He needed to step on it only once, when he saw the same grotesque he'd followed coming toward him up the path. Fortunately there was a large bush nearby that he could hide behind. The grotesque was running at a surprisingly good clip given the uphill climb, not looking to either side. As they passed, Megamind noticed something, a bag of some kind, on the strangely shaped back that hadn't been there on the outward journey. Which would explain why the person had to make this trip. The bush had spiky leaves something like holly.

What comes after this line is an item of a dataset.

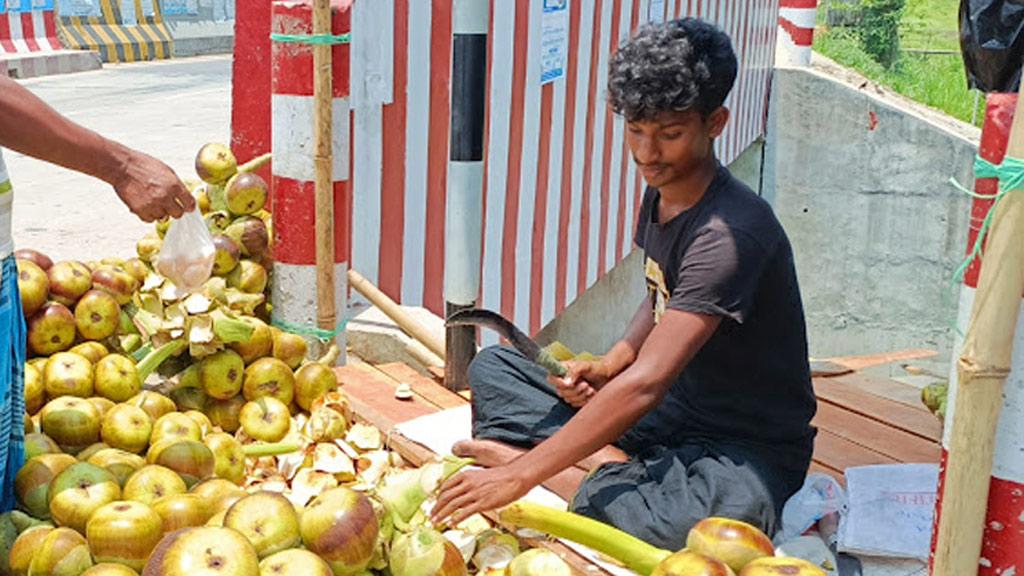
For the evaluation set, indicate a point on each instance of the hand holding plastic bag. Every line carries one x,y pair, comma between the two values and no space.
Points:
187,253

Once the grotesque was gone, he resumed his journey. Soon the open grassland gave way to fenced areas (the fences were about waist high on him and seemed to be made of sticks tied in a crosshatch pattern), often terraced to level the slope. The nearest of those terraces turned out to be the roofs of earth-sheltered buildings, their windows facing downhill. Whiffs of zoo came from some of them, signs that they housed livestock. Near the bottom, on a bit of ground raised above what he could see was the true bottom of the hill, there were free-standing buildings, mostly cylinders of either circular or ovoid floor plan, although the largest one appeared to be hexagonal, with rough horizontal dark and light stripes. All the roofs were conical. Beyond, the land was flat and divided (by hedgerows of bushes and trees) into the polygonal fields typical of cropland, with a large body of water in the distance. A path, wider than the one he was on, ran along the bottom of the hill.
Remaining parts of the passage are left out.